Plan for long-term cloud capacity changes
The strategies above will help you manage cloud capacity on an everyday basis. Additionally, you'll need to plan for long-term capacity needs so that your IT infrastructure evolves appropriately over time to meet changing workload requirements.
Traditionally, long-term capacity management centered on the purchase and deployment process for new servers, storage media and other on-premises data center infrastructure. This is irrelevant in the cloud, where a service provider already has made those investments on a vast scale and offers as much infrastructure as any customer needs.
Instead, long-term capacity management for the cloud should focus on how to evolve your cloud architecture over time in response to changing capacity requirements. If today you use just one cloud, for example, assess your long-term workload expectations and think about whether it might make sense to adopt a multi-cloud strategy to meet future capacity requirements. Or you might decide that the organization's long-term capacity efficiency will be improved with a decision to refactor applications to run as microservices inside containers.
Cloud capacity management tools
Cloud capacity management is a complex, multifaceted process, and there is no single tool that will meet all of your capacity planning needs. A variety of tool types can assist in the process, including:
- Monitoring and log management. Data collected by monitoring and logging tools such as AWS CloudWatch, Azure Monitor and third-party monitoring platforms can help you keep track of performance trends and alert you to changing capacity needs.
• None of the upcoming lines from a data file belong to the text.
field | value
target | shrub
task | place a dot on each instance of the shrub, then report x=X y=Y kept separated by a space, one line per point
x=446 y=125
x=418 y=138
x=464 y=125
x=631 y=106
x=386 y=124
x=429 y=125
- Infrastructure as code. Infrastructure-as-code tools automate infrastructure setup and resource allocation, so it is much easier and faster to reconfigure allocations in response to capacity changes.
- Cost calculators. To manage the financial aspects of capacity planning, the cost-prediction tools that cloud providers offer are useful. They can help evaluate the costs associated with different resource allocations or workload types.
- Right-sizing and cost management. Cloud providers offer tools designed to help predict capacity requirements. AWS has a cost management tool, as does Microsoft Azure. Some third-party application performance management (APM) tools also offer right-sizing features.
Capacity management is important in any IT environment, but it's especially critical if you want to get the most out of cloud environments. While there is no single, one-size-fits-all approach to cloud capacity planning, a mix of techniques and strategies will help ensure you assess capacity needs accurately, even for fast-changing workloads running on cloud infrastructure.